HYDERABAD, India — Syed Aziz, a 10-year-old boy from the south Indian city of Hyderabad, is selling bird food on the streets to raise money for his sister’s brain cancer treatment.
Aziz started fundraising for the medicinal expenses of his 12-year sister, Sakeena Begum, who was diagnosed with brain cancer two years back. He has stepped forward to help his family by selling seeds.
Though Aziz has decided to sell bird food, he has not quit his education. Aziz is continuing his education at a local Madarsa in Hyderabad.
“I sell bird food from morning 6 am to 8 am and from 8 am onwards I attend my classes at Madarsa till 5 pm,” Aziz said.
“Sakeena was diagnosed with brain cancer two years back, and since then, the whole family has been going through hardship for her treatment,” said Bilkes Begum, the mother of Aziz and Sakeena.

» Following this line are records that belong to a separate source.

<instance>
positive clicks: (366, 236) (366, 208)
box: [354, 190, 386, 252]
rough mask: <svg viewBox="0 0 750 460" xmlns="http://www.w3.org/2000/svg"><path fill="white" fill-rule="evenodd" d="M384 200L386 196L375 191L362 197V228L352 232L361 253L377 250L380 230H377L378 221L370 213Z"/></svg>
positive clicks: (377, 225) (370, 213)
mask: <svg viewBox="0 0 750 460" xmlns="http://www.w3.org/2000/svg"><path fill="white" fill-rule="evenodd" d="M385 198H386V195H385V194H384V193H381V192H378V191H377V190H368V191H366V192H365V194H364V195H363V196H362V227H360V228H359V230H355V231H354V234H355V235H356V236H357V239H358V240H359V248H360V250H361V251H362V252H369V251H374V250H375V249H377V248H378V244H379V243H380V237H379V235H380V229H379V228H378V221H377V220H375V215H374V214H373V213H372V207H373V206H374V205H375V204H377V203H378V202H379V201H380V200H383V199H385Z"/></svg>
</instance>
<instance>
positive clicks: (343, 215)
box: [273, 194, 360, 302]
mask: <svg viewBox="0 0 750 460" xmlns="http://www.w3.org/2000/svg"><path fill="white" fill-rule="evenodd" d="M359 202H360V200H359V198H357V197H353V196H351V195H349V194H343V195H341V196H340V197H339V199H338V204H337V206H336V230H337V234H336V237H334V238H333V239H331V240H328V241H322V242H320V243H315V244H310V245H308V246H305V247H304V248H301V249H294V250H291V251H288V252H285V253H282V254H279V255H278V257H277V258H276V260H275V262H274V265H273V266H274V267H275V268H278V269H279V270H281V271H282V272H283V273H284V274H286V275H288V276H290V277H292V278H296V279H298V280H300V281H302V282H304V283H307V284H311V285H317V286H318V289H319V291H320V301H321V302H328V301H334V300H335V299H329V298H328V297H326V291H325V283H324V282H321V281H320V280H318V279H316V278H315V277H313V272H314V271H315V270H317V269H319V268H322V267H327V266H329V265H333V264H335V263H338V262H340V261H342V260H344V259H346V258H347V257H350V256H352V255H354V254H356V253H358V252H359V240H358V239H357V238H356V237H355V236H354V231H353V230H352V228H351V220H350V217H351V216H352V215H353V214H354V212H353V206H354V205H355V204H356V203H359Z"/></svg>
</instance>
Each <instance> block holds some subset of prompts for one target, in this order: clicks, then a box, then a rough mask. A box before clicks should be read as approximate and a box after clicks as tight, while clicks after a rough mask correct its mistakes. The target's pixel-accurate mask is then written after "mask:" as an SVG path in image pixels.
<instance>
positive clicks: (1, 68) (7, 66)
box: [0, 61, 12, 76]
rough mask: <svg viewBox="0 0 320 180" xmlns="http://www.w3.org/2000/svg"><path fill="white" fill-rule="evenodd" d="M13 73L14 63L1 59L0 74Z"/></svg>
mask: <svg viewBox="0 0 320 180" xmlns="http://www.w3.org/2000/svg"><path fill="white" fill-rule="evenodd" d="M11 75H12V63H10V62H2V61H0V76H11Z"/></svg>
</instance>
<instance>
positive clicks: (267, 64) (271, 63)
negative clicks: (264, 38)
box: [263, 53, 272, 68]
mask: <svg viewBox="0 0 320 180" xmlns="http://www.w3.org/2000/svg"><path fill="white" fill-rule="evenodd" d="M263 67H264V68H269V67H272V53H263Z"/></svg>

“We were scared when the doctors told us about her health condition. The doctors suggested that Sakeena should undergo radiotherapy. We have received funds from the Telangana Government, and the whole amount got exhausted in her radiotherapy. Now, we are back to square one in terms of finance for her treatment after spending money on all the medical requirements.”
Aziz was moved by the state of his family and took it upon himself to help.
“That is when my son decided to help us out,” the mother said.
“He said that he would be selling the bird food along with me and had set a separate bench for selling bird food on roads.”
She said that the income they both earn by selling bird food was just enough to look after her medicines and diagnosis expenditure, including MRI, X-ray, and blood tests. She appealed to people to come forward and help them in saving her daughter.
Syed Lateef, the father of Aziz, paints houses for his living.
The parents of Sakeena Begum and his brother Syed Aziz requested people to help them save her life.
Between five and 10 people per 100,000 in India in an increasing trend develop central nervous system tumors, as per 2019 government data. Brain cancer and central nervous system tumors are the second most common cancer in children in India, accounting for about 26 percent of childhood cancers.
India is among the few developing countries with a National Cancer Control Programme, launched way back in 1976 and revised every decade until the 2000s.